Situasi Permasalahan Listrik di Indonesia
Kendala pertama, masih adanya wilayah Indonesia yang belum teraliri listrik membuktikan bahwa pasokan yang ada belum cukup bagi seluruh negara. Pasokan bahan bakar yang terbatas dan berkurangnya angka produksi bahkan membawa Indonesia keluar dari kelompok eksportir minyak (OPEC). Kedua, harga energi di Indonesia masih mengalami fluktuasi yang cukup besar. Tarif bahan bakar minyak (BBM) merupakan hal yang cukup sering menjadi sorotan utama, di mana hal ini membatasi akses terhadap energi. Subsidi pun diterapkan untuk mengatasi laju kenaikan harga, meskipun di sisi lain ada permasalahan lain yang dimunculkan akibat kebijakan ini, termasuk terjadinya penyimpangan dalam penyebaran dan penggunaan energi bersubsidi, sehingga pasokan yang ada tidak mencukupi kebutuhan rakyat yang menjadi target BBM bersubsidi.
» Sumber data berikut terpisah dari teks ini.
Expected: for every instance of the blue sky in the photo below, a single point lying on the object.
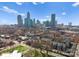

Masalah pun muncul karena subsidi justru menghalangi mekanisme pasar dalam menentukan harga dan menambah beban anggaran pendapatan dan belanja pemerintah. Tidak efisiennya perusahaan terkait energi pun menjadi salah satu pemicu kenaikan harga tarif dasar energi, seperti yang terjadi pada kasus tarif listrik di Indonesia. Setiap negara memiliki strategi yang berbeda-beda untuk mengatasi kerawanan energi di negaranya, begitu pula Indonesia. Hingga saat ini, beberapa kebijakan dan proyek terkait energi sudah diluncurkan. Proyek elektrifikasi 10.000 MW di Jawa dan Bali yang dimulai pada 2006 merupakan target pemerintah Indonesia untuk mencapai rasio elektrifikasi sebesar 76 persen pada 2015 dan 93 persen pada 2025. Selain itu, perhatian terhadap sumber energi yang dapat diperbarui pun menjadi perhatian khusus.